Факир объясняет, что такое удар. Мой мозг, кажется, тоже парализовало от шока.
– Мы скрыли происшествие от граждан и армии хальсы, иначе начались бы беспорядки. Шакалы, прячущиеся в тенях, могли показать свой оскал. Ухаживали за ним только Май Наккайн и ее ближайшие прислужницы. Я очень беспокоился и каждый день молился. Но у Саркара огромная сила воли. Через несколько недель, несмотря на советы своих ваидов, он вернулся ко двору, хотя говорить стал меньше, чем раньше, но и пить, к счастью, тоже.
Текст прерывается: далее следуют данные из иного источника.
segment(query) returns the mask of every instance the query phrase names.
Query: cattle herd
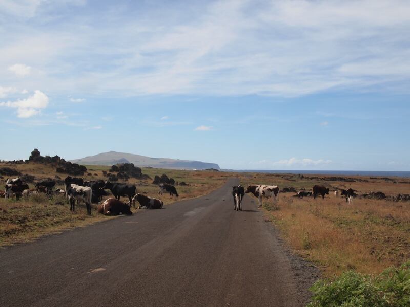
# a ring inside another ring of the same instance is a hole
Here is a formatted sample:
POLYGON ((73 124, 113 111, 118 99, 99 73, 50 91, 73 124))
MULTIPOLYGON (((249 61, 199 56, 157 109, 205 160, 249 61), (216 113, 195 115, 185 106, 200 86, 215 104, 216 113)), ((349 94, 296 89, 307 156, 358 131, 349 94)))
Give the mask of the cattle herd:
MULTIPOLYGON (((329 189, 324 186, 315 185, 312 188, 312 192, 309 191, 300 191, 295 195, 300 198, 306 196, 313 196, 314 199, 316 199, 318 195, 321 195, 322 198, 324 199, 325 195, 329 195, 329 189)), ((245 193, 252 193, 256 197, 258 198, 259 201, 259 207, 262 206, 262 198, 272 198, 272 201, 274 204, 278 201, 278 195, 279 194, 279 187, 276 185, 265 185, 259 184, 257 185, 249 185, 247 187, 246 190, 243 186, 234 186, 232 187, 232 196, 234 199, 234 210, 236 211, 242 211, 242 199, 245 193)), ((356 196, 355 190, 353 189, 347 190, 341 189, 335 191, 335 196, 338 197, 339 194, 343 195, 346 198, 346 202, 348 202, 349 204, 353 202, 353 196, 356 196)))
MULTIPOLYGON (((139 208, 145 207, 147 209, 160 209, 163 206, 160 200, 149 197, 137 192, 137 188, 134 185, 122 183, 113 183, 109 181, 85 181, 83 178, 68 176, 64 180, 65 189, 56 188, 55 181, 53 180, 40 181, 35 184, 34 189, 30 189, 28 185, 23 182, 20 178, 7 179, 5 190, 0 191, 0 196, 5 198, 15 197, 18 200, 21 197, 32 194, 44 193, 51 195, 55 194, 64 194, 67 198, 67 204, 70 204, 70 209, 75 210, 76 204, 84 203, 87 207, 87 213, 91 214, 91 204, 100 204, 98 208, 99 213, 113 215, 120 213, 132 215, 131 207, 135 207, 135 202, 139 203, 139 208), (110 190, 115 198, 109 198, 101 203, 102 196, 107 196, 106 190, 110 190), (120 200, 121 196, 128 198, 129 201, 123 203, 120 200)), ((170 196, 179 196, 175 187, 170 184, 161 184, 158 186, 158 194, 169 193, 170 196)))
MULTIPOLYGON (((87 207, 88 214, 91 214, 91 204, 100 204, 98 212, 106 215, 116 215, 120 213, 132 214, 131 207, 135 207, 135 202, 139 203, 139 208, 146 207, 147 209, 160 209, 163 206, 163 202, 160 200, 149 197, 140 193, 137 192, 137 188, 134 185, 127 185, 123 183, 113 183, 109 181, 98 180, 96 181, 85 181, 83 178, 76 178, 68 176, 64 180, 65 189, 55 188, 55 182, 53 180, 44 181, 35 184, 35 188, 30 189, 29 186, 23 182, 20 178, 8 179, 6 183, 5 191, 0 195, 6 198, 15 196, 18 200, 22 196, 28 196, 33 194, 43 193, 47 194, 53 193, 64 193, 67 198, 67 204, 70 204, 70 209, 75 210, 75 205, 84 203, 87 207), (109 198, 101 203, 102 196, 107 196, 108 193, 106 190, 109 189, 115 198, 109 198), (127 197, 129 201, 122 203, 120 200, 121 196, 127 197)), ((249 185, 246 190, 242 185, 232 187, 232 196, 234 199, 234 209, 242 211, 242 200, 245 193, 252 193, 259 201, 259 207, 262 206, 262 198, 271 198, 273 203, 278 200, 279 187, 277 185, 249 185)), ((170 184, 161 183, 158 185, 158 194, 163 195, 164 193, 169 193, 170 196, 179 196, 175 187, 170 184)), ((356 194, 352 189, 335 191, 335 196, 339 194, 346 198, 346 202, 349 204, 353 203, 353 196, 356 194)), ((325 187, 315 185, 312 188, 312 192, 300 191, 295 195, 303 198, 306 196, 321 195, 324 199, 325 195, 329 195, 329 189, 325 187)))

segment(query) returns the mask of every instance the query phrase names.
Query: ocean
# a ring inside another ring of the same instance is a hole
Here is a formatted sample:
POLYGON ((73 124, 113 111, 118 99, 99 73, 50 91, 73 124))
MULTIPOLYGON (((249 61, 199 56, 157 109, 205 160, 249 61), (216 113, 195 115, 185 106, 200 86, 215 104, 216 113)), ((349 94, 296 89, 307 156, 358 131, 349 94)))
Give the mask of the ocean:
POLYGON ((388 170, 292 170, 287 169, 222 169, 222 171, 237 171, 240 172, 260 172, 270 173, 291 173, 291 174, 312 174, 320 175, 335 176, 382 176, 388 177, 410 177, 410 171, 396 171, 388 170))

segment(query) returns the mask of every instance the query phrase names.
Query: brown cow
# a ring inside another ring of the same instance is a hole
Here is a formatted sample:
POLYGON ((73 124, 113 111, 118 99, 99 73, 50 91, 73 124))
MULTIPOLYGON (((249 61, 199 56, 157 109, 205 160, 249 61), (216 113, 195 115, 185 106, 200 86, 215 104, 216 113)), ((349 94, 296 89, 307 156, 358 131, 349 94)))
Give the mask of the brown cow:
POLYGON ((322 198, 324 199, 325 194, 329 194, 329 189, 322 186, 315 185, 312 189, 313 190, 313 198, 316 199, 318 194, 322 195, 322 198))
MULTIPOLYGON (((163 202, 158 199, 152 197, 148 197, 142 194, 137 193, 132 198, 132 201, 134 202, 135 206, 135 201, 139 203, 139 208, 145 206, 147 209, 161 209, 163 206, 163 202)), ((131 206, 131 203, 130 203, 131 206)))
POLYGON ((98 213, 105 215, 118 215, 120 213, 132 215, 127 204, 115 198, 109 198, 98 206, 98 213))

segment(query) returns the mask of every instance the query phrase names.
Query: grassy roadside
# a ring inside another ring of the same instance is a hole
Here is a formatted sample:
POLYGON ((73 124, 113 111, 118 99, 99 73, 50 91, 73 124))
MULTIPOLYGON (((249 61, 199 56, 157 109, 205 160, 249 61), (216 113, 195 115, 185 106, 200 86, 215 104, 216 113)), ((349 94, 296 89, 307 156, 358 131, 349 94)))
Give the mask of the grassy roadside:
MULTIPOLYGON (((241 175, 244 184, 263 183, 297 190, 310 190, 317 184, 331 188, 352 187, 359 193, 381 191, 393 195, 410 190, 406 179, 353 179, 346 182, 323 180, 322 176, 241 175)), ((324 276, 334 278, 349 270, 374 274, 410 258, 410 202, 356 198, 348 205, 331 193, 324 200, 300 199, 294 194, 280 193, 274 208, 271 200, 264 201, 266 217, 297 253, 320 268, 324 276)))
MULTIPOLYGON (((34 176, 37 180, 51 178, 64 179, 65 175, 56 173, 54 168, 43 164, 7 165, 0 163, 0 166, 15 168, 23 174, 34 176), (58 177, 56 178, 56 176, 58 177)), ((87 166, 88 174, 84 176, 86 180, 104 179, 102 171, 108 171, 110 167, 104 166, 87 166)), ((192 171, 144 168, 142 173, 153 178, 155 175, 166 174, 176 181, 184 181, 189 185, 177 186, 180 197, 170 198, 168 195, 158 195, 158 186, 152 184, 152 180, 141 181, 130 179, 128 184, 135 184, 137 191, 148 196, 160 198, 166 206, 176 201, 199 197, 222 185, 229 174, 215 171, 192 171)), ((64 188, 64 185, 57 185, 64 188)), ((30 188, 34 184, 29 184, 30 188)), ((111 197, 112 196, 111 195, 111 197)), ((110 196, 108 196, 110 197, 110 196)), ((121 198, 125 201, 125 199, 121 198)), ((0 198, 0 247, 15 243, 28 242, 45 235, 56 233, 66 229, 83 227, 94 223, 107 221, 115 217, 106 216, 97 213, 97 205, 93 204, 91 216, 86 213, 85 207, 76 207, 76 211, 71 212, 63 195, 55 195, 49 198, 45 195, 34 195, 23 198, 18 201, 15 199, 0 198)), ((132 208, 135 213, 138 209, 132 208)))

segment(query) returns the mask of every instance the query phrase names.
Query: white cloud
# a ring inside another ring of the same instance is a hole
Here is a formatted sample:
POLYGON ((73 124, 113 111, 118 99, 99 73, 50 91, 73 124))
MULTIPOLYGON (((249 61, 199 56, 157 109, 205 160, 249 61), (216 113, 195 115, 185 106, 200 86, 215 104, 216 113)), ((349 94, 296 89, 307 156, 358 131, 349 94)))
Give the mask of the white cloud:
POLYGON ((86 99, 84 98, 70 98, 70 101, 71 101, 71 102, 79 103, 80 102, 84 102, 86 101, 86 99))
POLYGON ((0 67, 35 62, 43 72, 30 80, 35 88, 122 96, 289 97, 335 88, 392 91, 392 84, 410 91, 408 1, 202 2, 184 10, 164 5, 160 18, 149 6, 135 17, 123 4, 101 8, 98 18, 108 22, 98 27, 89 26, 92 10, 65 15, 51 2, 0 2, 6 14, 53 20, 48 29, 9 18, 2 32, 0 67))
POLYGON ((0 98, 4 98, 8 94, 15 93, 16 89, 14 87, 3 87, 0 86, 0 98))
POLYGON ((99 130, 102 129, 102 126, 94 126, 93 127, 89 127, 86 128, 84 130, 99 130))
POLYGON ((195 128, 195 131, 210 131, 212 130, 212 127, 210 126, 199 126, 195 128))
POLYGON ((273 163, 273 165, 319 165, 320 164, 329 164, 332 163, 332 160, 319 159, 317 160, 314 160, 309 158, 304 159, 297 159, 296 158, 291 158, 288 160, 282 160, 279 161, 276 161, 273 163))
POLYGON ((30 74, 31 68, 24 64, 15 64, 9 67, 9 70, 13 72, 17 76, 24 77, 30 74))
POLYGON ((36 90, 33 95, 25 99, 0 102, 0 106, 17 108, 17 117, 27 118, 39 114, 41 109, 47 107, 48 103, 47 96, 40 91, 36 90))

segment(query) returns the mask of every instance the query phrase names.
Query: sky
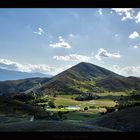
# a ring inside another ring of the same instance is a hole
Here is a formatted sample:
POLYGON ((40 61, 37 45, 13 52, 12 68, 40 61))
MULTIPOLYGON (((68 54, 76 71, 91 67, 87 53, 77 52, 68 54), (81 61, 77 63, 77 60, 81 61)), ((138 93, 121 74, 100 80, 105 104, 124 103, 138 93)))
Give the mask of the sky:
POLYGON ((80 62, 140 77, 140 8, 0 9, 0 68, 56 75, 80 62))

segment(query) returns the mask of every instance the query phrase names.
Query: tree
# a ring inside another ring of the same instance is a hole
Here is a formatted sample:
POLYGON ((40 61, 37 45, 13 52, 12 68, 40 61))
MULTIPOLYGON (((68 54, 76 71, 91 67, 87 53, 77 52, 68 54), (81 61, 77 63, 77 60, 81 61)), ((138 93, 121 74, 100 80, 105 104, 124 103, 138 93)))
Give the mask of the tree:
POLYGON ((84 107, 84 110, 88 110, 88 107, 86 106, 86 107, 84 107))
POLYGON ((48 105, 49 105, 51 108, 56 108, 56 106, 55 106, 53 100, 49 100, 49 101, 48 101, 48 105))

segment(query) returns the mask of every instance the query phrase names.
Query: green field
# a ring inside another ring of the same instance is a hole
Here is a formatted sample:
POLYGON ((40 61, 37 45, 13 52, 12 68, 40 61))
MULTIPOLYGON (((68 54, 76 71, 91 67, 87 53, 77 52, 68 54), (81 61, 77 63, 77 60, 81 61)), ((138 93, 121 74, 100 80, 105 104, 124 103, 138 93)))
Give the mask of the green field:
MULTIPOLYGON (((105 95, 108 95, 107 93, 105 95)), ((51 112, 64 112, 65 118, 67 120, 89 120, 100 116, 100 112, 105 112, 105 107, 114 107, 116 103, 112 99, 96 99, 90 101, 76 101, 74 98, 76 94, 73 95, 57 95, 54 97, 54 103, 56 108, 48 108, 47 111, 51 112), (58 108, 58 106, 80 106, 79 109, 71 110, 65 108, 58 108), (92 106, 92 108, 91 108, 92 106), (88 107, 88 110, 84 110, 88 107), (68 112, 65 114, 65 112, 68 112)), ((102 95, 101 95, 102 96, 102 95)), ((52 97, 51 97, 52 98, 52 97)))

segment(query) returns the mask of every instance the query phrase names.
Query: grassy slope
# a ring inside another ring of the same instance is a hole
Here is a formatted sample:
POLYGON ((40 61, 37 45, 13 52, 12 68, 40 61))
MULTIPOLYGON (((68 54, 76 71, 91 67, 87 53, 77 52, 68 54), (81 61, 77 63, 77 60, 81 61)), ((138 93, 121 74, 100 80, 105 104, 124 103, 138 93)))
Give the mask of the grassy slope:
POLYGON ((70 131, 84 131, 84 132, 106 132, 115 131, 113 129, 108 129, 99 126, 92 126, 85 123, 79 123, 74 121, 47 121, 47 120, 35 120, 30 122, 29 120, 22 120, 17 122, 2 123, 0 122, 1 132, 70 132, 70 131))
POLYGON ((39 107, 0 96, 0 113, 2 114, 36 114, 48 117, 48 113, 39 107))
POLYGON ((118 112, 109 113, 96 120, 88 121, 89 124, 117 129, 127 132, 140 131, 140 106, 130 107, 118 112))

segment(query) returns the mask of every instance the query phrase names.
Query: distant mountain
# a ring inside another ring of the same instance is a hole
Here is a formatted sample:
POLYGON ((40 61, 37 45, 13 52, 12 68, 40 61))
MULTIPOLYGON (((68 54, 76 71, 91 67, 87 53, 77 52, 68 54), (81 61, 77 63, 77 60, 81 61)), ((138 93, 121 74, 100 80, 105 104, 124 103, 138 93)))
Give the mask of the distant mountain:
POLYGON ((124 77, 105 68, 79 63, 52 77, 41 90, 46 94, 71 94, 140 89, 140 78, 124 77))
POLYGON ((33 78, 33 77, 51 77, 51 75, 45 75, 42 73, 27 73, 27 72, 0 69, 0 81, 18 80, 18 79, 33 78))
POLYGON ((20 80, 0 81, 0 95, 14 95, 27 91, 34 86, 42 85, 51 78, 27 78, 20 80))

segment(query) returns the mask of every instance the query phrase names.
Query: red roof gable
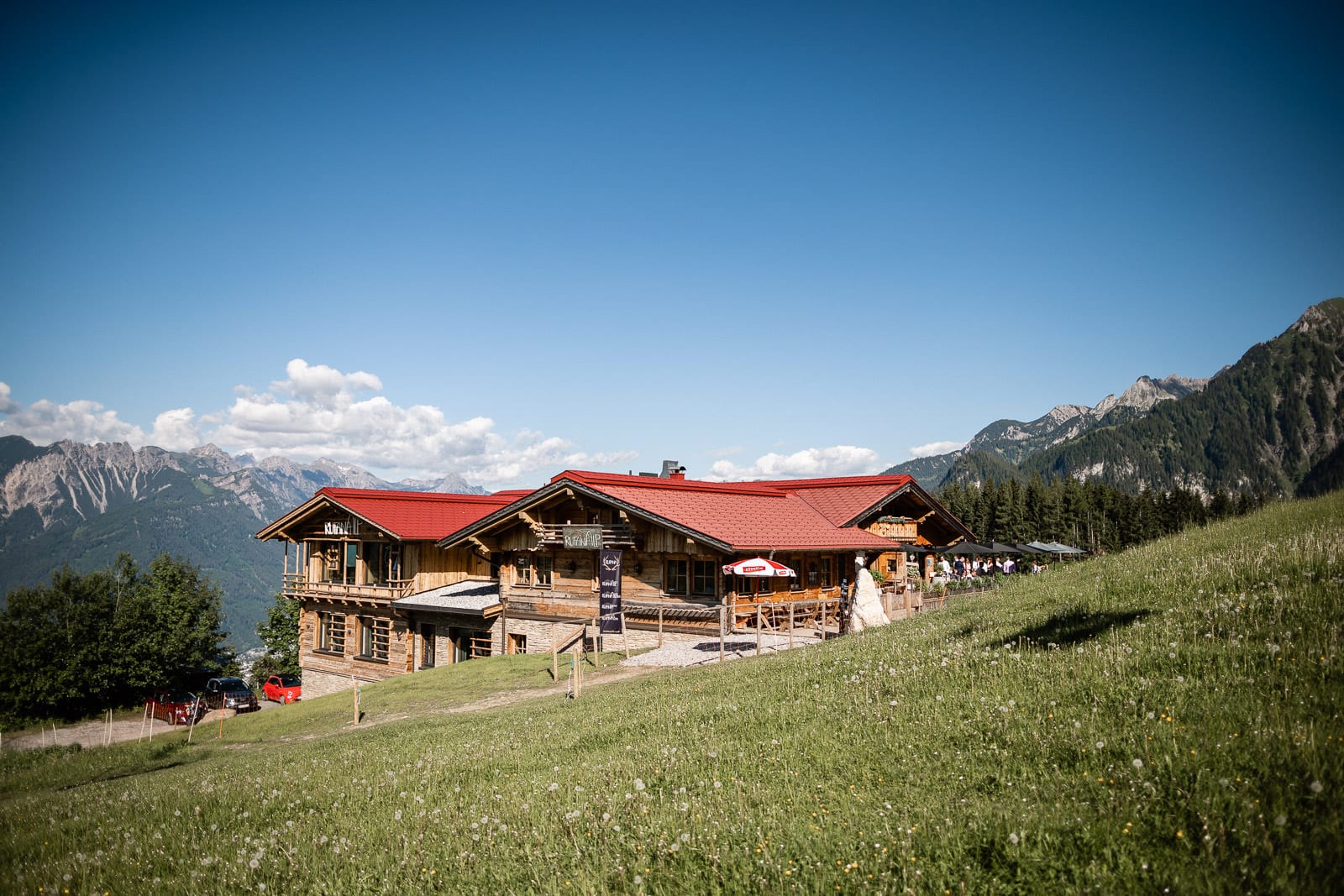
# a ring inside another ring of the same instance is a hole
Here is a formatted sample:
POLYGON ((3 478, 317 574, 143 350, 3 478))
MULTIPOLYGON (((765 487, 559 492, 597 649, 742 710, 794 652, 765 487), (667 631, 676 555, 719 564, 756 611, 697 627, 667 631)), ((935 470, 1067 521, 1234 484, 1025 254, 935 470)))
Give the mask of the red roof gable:
POLYGON ((313 501, 323 497, 405 541, 442 539, 515 500, 508 494, 325 488, 313 501))
POLYGON ((882 498, 910 485, 909 476, 852 477, 851 480, 806 480, 781 484, 785 490, 817 508, 836 525, 844 525, 876 505, 882 498))
POLYGON ((773 482, 702 482, 567 470, 571 480, 617 501, 700 532, 735 551, 882 549, 887 539, 840 528, 773 482))

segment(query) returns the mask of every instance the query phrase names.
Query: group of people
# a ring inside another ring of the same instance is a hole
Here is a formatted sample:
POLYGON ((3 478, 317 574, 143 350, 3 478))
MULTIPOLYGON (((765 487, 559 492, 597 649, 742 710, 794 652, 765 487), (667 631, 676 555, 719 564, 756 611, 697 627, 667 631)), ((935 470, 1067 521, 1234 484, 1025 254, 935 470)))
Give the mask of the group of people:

Я все это тебе рассказываю, потому что досуг правитель будет проводить в основном с тобой, во всяком случае в ближайшее время. Не давай ему слишком много пить. Не спорь. И не позволяй перенапрягаться, стараясь доставить тебе удовольствие.
Я краснею, когда понимаю, о чем говорит Факир, но ценю его откровенность. Однако я не уверена, что смогу повлиять на нашего упрямого правителя.
Азизуддин улыбается, будто понимает мои сомнения.
– Любовь – твое самое сильное оружие.
У меня сотня вопросов и тысяча тревог, но наставник салютует мне и уезжает.
* * *
Стемнело. Я жду в экипаже возле крепости, пока Гурбакш колотит в запертые ворота, требуя, чтобы часовые нам открыли. Мы опоздали, потому что у экипажа отвалилось колесо и командиру отряда пришлось искать кузнеца. Изукрашенный меч я держу на коленях; он тяжелый, но я не хочу его выпускать. Посреди всей этой суматохи он меня утешает.
– Я не могу открыть ворота без разрешения начальства, – говорит часовой. – Меня уволят.
– У меня тут новая супруга Саркара! – кричит Гурбакш. – Хочешь, чтобы она за воротами спала? Когда повелитель об этом услышит, ты потеряешь не только работу!
Я устала и хочу есть, поэтому с меня хватит. Поправляю покрывало, выхожу и поднимаю меч. Драгоценные камни на ножнах блестят в свете факелов. Выражение лица часового меняется.
– Я рани Джиндан, – властно заявляю я. – Уверена, Саркар тебя вознаградит за то, что ты откроешь ворота и впустишь меня. Гурбакш проводит меня до моего хавели. Сундук мой можешь оставить до завтра.
Может быть, дело в моей уверенности, а может, в мече. Часовой кланяется, и дверь приоткрывается. Гурбакш предлагает понести меч и узелок, который дала мне Биджи, но я предпочитаю нести меч сама, хотя он тяжелый, и, пока мы поднимаемся по крутым ступеням, мне часто приходится делать передышку.
Мы идем по территории погруженного в сон дворца. Ночью здесь все не так, как в моих воспоминаниях. Серебристые башенки выглядят холодными и пугающими, а фонтаны наполнены осколками лунного света. Сердце у меня ноет от одиночества.
Но разве не было одиночество моим спутником последние два года?
И тут из темноты появляется фигура и преграждает нам путь, подняв меч и резко скомандовав остановиться. Вооруженная женщина, а за ней другие. Стражницы зенаны! Одна грубо хватает меня за руку, другая подносит клинок к горлу Гурбакша.